Of all the pieces in the short sale puzzle, the BPO is one of the most critical to the foreclosure investor. It will usually determine your success or failure in the negotiations. You can be the greatest at finding foreclosure and pre-foreclosure prospects. You may put together the most beautiful short sale packages in the history of the planet. However, if you do not fully understand the entire BPO process your chances for success are extremely limited.
Once a property goes into foreclosure the lender will need to assess the current value of the property. They do this so they can evaluate ways to keep their ultimate losses to a minimum. To calculate the true value of the property they will request a BPO or Brokers Price Opinion. This is generally ordered through a third party such as a Realtor or appraiser.
We all know that banks are in the business of lending money and not in the business of selling real estate. The fact that banks regulated by the government makes them sensitive to having too many none performing assets on their books. When a loan is foreclosed, the loan moves from the asset side of their ledger over too the liability side. This can limit the banks' ability to borrow money and lower its stock value.
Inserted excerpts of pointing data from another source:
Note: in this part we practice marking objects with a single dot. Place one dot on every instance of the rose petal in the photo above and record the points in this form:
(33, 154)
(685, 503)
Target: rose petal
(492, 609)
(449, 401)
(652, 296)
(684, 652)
The initial BPO usually ordered by the bank, is what is called a “Drive By” BPO. The broker literally drives by the property, takes an exterior picture and sends the bank an estimate of value. The bank uses this figure to assess its options.
Actually there are two types of BPO’s used to determine the value of the foreclosed property. One is the Exterior BPO previously described and the other is the Interior BPO.
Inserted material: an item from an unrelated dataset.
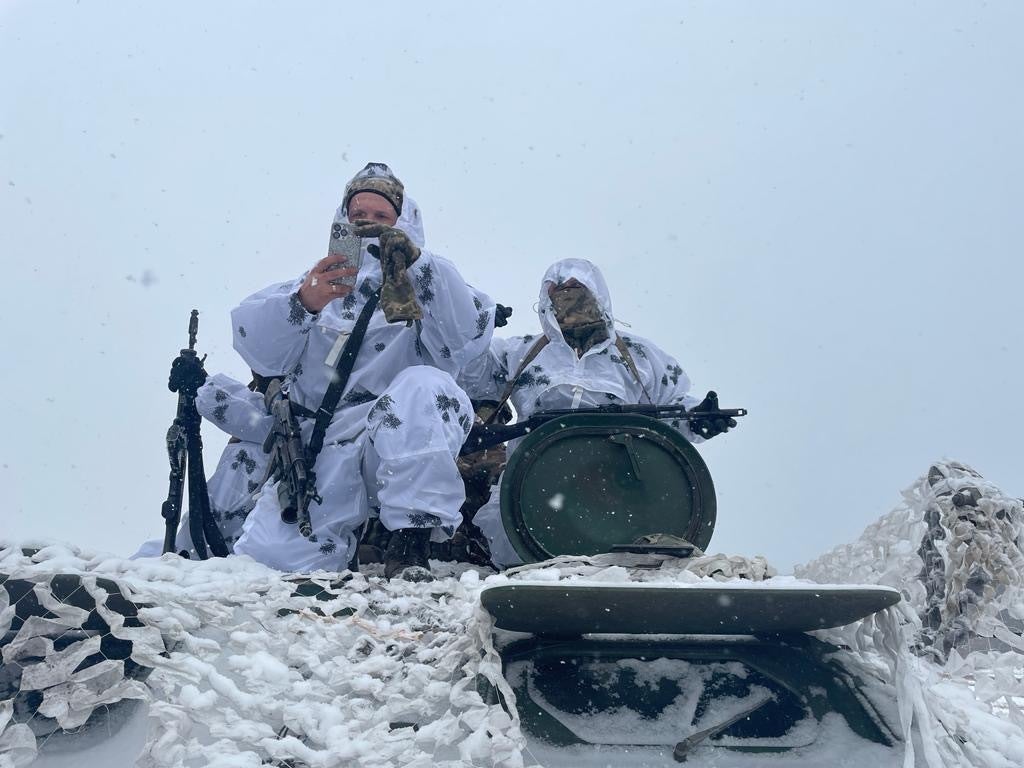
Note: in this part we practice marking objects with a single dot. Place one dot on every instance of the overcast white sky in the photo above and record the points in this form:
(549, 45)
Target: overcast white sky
(816, 207)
Caveat numero uno? DO NOT NEGOTIATE A SHORT SALE ON AN EXTERIOR BPO!!!
It is fairly common for the loss mitigator to declare that the initial offer you have submitted is too low and that the BPO the lender has indicates a value much higher. You have to clarify what type of BPO was done and convince the loss mitigator that it is necessary to get a more detailed Interior BPO.
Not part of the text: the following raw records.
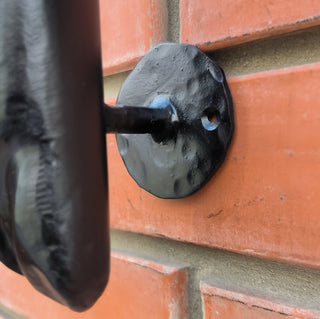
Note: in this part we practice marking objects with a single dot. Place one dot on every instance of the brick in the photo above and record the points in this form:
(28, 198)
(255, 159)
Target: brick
(129, 30)
(214, 24)
(264, 200)
(137, 288)
(224, 304)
The reasoning for this is that an exterior BPO almost always come back too high and makes your offer look unreasonable. You have to explain to the loss mitigator that the exterior BPO does not reflect the true value of the property and that the lender needs to get an Interior BPO or an appraisal to get the true value.
Successfully negotiating a short sale results from being able to convince a lender to order an Interior BPO and then being able to validate that offer. If you can do this and the offer is withing the parameters set by the lender you are well on your way to getting an approval of your short sale.